Using photographs of the men that were taken before their injuries, Ladd would try to replicate their features as perfectly as possible, using paint to perfectly match the soldier’s skin. The masks were usually held on with glasses, or behind the ears like a surgeon’s mask.
The silent video here was taken in Ladd’s studio. It shows Ladd and her team shaping copper, sculpting, painting the masks – sometimes while having a smoke! – and talking to the soldiers. The man in the video is Francis Derwent Wood (1871-1926), a British sculptor. Wood was also using his talent and knowledge to help fashion masks for disfigured soldiers. There is more information available about Ladd, but both artists produced incredible masks that meant the world to the men for whom they had been created.
“I endeavour by means of the skill I happen to possess as a sculptor to make a man’s face as near as possible to what it looked like before he was wounded,” Wood wrote in a British medical journal. “The psychological effect is the same [as plastic surgery]. The patient acquires his old self-respect, self-assurance, self-reliance… a pride in his personal appearance. His presence is no longer a source of melancholy to himself nor of sadness to his relatives and friends.”
Anna Coleman Ladd left France after the armistice. Her studio had created over 185 masks that meant the world to the soldiers who wore them. The French do have an unerring sense of beauty and they knew she was beautiful. Seven years before Ladd’s death, she was made a Chevalier of the French Legion of Honor.

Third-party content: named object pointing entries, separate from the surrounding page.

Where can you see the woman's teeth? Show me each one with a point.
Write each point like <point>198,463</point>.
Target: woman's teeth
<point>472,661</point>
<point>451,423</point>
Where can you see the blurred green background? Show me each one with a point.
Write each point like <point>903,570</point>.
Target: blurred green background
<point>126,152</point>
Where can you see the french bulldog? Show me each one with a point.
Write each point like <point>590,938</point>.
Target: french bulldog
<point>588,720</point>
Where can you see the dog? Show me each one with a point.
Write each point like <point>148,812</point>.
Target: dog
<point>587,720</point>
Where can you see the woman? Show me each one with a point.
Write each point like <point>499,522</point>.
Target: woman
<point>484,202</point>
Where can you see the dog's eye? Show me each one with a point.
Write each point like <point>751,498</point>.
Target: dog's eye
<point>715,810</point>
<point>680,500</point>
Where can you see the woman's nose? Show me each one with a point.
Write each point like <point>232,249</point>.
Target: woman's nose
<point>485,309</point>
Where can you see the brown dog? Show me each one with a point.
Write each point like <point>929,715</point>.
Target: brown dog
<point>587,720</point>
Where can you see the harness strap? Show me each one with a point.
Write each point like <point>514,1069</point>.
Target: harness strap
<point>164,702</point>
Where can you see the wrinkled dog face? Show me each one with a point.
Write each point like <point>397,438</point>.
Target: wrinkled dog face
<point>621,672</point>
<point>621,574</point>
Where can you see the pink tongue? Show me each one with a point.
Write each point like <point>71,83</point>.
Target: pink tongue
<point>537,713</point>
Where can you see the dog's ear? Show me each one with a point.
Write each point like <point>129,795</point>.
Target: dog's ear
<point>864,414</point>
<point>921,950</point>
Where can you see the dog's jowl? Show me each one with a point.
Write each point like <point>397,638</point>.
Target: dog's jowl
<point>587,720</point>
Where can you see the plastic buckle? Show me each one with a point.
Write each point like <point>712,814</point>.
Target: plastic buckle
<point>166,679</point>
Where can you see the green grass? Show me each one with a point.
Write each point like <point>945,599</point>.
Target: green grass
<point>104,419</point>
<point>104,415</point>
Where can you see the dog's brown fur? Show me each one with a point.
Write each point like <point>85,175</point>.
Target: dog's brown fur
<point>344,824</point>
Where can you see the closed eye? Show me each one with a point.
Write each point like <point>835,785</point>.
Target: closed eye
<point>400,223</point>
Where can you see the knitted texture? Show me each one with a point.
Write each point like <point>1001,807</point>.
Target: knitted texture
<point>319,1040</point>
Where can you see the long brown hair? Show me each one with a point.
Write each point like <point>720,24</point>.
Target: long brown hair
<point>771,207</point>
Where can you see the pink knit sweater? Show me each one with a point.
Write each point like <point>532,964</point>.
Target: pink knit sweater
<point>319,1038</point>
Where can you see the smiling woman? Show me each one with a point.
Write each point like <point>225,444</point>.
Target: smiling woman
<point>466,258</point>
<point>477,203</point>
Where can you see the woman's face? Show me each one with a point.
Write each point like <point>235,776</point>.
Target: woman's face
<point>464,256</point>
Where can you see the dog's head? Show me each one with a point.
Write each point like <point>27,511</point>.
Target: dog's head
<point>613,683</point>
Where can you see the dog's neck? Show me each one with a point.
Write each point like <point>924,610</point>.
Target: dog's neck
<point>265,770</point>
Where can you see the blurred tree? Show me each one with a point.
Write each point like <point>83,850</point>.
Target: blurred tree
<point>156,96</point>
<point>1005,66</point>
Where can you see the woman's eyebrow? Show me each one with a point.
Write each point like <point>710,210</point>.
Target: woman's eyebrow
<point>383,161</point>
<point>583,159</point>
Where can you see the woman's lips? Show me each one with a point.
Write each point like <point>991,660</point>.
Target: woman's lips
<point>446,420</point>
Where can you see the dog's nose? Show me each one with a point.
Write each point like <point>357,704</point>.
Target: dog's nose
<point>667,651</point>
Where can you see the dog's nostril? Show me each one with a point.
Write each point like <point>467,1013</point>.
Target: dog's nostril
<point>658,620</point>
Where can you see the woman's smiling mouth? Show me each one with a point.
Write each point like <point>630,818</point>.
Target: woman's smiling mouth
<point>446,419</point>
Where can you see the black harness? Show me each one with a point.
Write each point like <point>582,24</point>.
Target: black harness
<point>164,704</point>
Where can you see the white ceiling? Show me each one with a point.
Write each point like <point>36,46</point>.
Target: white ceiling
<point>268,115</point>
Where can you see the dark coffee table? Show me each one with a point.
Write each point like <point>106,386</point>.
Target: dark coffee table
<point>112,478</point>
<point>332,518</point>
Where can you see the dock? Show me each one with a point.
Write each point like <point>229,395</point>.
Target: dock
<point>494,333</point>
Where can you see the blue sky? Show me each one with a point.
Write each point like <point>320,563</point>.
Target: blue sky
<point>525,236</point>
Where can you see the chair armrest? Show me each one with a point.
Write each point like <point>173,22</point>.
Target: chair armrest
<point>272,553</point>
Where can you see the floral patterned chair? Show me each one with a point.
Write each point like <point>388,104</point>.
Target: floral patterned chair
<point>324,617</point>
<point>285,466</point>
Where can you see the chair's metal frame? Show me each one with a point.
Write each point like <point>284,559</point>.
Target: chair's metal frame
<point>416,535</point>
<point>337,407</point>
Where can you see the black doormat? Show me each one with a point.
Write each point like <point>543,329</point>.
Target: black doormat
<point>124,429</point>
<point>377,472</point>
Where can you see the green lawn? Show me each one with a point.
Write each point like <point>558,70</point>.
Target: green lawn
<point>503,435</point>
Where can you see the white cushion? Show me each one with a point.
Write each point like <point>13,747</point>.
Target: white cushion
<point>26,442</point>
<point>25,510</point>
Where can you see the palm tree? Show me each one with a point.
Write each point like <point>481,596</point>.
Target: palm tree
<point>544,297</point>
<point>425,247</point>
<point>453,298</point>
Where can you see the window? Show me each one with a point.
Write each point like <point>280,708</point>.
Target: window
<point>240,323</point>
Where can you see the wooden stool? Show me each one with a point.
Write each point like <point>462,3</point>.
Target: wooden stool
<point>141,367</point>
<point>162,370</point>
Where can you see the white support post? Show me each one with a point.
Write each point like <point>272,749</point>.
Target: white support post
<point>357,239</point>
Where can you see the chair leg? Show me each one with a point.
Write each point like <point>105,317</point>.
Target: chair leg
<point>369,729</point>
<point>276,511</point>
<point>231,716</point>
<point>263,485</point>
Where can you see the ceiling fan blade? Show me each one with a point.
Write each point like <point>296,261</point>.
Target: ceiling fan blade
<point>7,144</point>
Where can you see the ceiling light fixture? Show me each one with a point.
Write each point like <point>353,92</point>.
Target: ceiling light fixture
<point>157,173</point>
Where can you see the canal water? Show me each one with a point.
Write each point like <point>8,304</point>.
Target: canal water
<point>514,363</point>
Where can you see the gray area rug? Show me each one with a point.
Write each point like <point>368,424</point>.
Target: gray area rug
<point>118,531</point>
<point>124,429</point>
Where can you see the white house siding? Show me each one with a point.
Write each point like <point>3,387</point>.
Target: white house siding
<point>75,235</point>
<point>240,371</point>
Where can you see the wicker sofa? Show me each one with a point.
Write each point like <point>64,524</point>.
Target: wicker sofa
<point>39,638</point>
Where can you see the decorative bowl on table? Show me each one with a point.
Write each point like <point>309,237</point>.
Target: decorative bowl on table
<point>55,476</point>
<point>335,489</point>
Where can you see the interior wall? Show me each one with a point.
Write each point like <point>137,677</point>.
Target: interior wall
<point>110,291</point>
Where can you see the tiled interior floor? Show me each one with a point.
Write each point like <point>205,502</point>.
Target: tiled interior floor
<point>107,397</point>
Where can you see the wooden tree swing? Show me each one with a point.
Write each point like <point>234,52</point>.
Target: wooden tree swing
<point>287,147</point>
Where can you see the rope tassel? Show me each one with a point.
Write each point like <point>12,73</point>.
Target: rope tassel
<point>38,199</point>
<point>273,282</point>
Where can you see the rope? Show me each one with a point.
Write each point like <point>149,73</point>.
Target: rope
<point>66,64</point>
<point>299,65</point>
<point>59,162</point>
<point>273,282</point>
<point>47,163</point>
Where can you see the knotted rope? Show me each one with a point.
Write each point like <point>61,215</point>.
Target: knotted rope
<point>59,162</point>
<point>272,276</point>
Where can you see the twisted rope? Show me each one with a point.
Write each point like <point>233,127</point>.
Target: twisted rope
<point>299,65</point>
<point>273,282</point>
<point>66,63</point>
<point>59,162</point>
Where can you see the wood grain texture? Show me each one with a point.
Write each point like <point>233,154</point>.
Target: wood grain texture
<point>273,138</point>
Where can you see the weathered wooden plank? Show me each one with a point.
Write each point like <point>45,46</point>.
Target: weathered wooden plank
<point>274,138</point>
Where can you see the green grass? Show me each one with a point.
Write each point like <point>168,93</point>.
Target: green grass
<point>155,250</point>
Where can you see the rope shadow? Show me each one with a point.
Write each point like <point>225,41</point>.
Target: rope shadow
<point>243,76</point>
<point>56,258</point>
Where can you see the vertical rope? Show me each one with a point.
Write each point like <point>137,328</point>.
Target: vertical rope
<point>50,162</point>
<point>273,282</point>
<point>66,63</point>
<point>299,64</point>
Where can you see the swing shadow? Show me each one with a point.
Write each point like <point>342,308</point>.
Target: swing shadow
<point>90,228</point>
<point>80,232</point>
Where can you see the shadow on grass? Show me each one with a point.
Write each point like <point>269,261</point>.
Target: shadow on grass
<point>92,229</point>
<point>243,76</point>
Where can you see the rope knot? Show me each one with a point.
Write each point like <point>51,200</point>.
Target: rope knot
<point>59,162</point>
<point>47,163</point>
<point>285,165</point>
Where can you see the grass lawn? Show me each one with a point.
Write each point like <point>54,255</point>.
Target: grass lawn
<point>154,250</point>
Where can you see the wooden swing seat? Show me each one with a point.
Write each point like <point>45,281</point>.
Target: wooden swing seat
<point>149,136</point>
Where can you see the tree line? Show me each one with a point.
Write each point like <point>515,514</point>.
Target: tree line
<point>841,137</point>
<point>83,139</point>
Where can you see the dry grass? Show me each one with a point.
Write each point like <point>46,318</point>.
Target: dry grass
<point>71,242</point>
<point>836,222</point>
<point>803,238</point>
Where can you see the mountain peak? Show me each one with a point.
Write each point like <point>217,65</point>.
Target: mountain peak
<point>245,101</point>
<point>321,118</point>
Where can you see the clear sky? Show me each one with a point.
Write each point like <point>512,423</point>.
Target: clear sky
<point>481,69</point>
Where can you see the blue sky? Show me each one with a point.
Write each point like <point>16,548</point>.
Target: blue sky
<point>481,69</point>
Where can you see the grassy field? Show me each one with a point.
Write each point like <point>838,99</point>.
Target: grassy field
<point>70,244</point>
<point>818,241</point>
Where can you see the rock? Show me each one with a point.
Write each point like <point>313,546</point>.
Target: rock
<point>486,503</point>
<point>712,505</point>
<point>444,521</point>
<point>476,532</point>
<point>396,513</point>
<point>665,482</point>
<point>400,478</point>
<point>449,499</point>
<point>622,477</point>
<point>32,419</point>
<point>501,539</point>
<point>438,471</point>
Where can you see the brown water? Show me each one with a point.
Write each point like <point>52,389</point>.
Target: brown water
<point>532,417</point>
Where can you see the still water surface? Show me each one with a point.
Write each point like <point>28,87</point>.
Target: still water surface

The title of this post is from A Tale of Two Cities, Charles Dickens’ beautiful book. The novel begins as Dr. Manette, a political prisoner, is released after being incarcerated for 18 years. His imprisonment was unjust and doubly cruel because his family believed he was dead. Unbeknownst to him, his wife soon dies, and their daughter, the very trying Mme. Lucie Manet, grows up believing herself to be an orphan.
His imprisonment has completely wrecked Manette, and his brilliant mind has decayed though he has clung to life. His old friend and trusted banker, Mr. Jarvis Lorry, is summoned to France to take charge of the doctor and bring him to England. On the journey to Paris, Lorry imagines a conversation with Manette.
“You know that you are recalled to life?” — “They tell me so.”
“I hope you care to live?” — “I can’t say.”
When he and Lucie arrive in France to find what appears to be the ghost of Manette, Lorry, who is normally a cheery soul, stares at his old friend. “Sitting opposite the buried man who had been dug out, and wondering what subtle powers were forever lost to him, and what were capable of restoration — the old inquiry: “I hope you care to be recalled to life?” And the old answer: “I can’t say.”
I was planning to include more pictures of World War I facial injuries – men who didn’t have someone like Ladd to create a mask – but I Googled them and it’s too sad. By taking so much care and crafting these beautiful masks for the soldiers who had been recalled to life, Anna Coleman Ladd restored them to themselves and they were grateful to her in a way that she didn’t fully understand. She shared an excerpt of a letter from a French soldier. “Thanks to you, I will have a home. The woman I love no longer finds me repulsive, as she had a right to do.”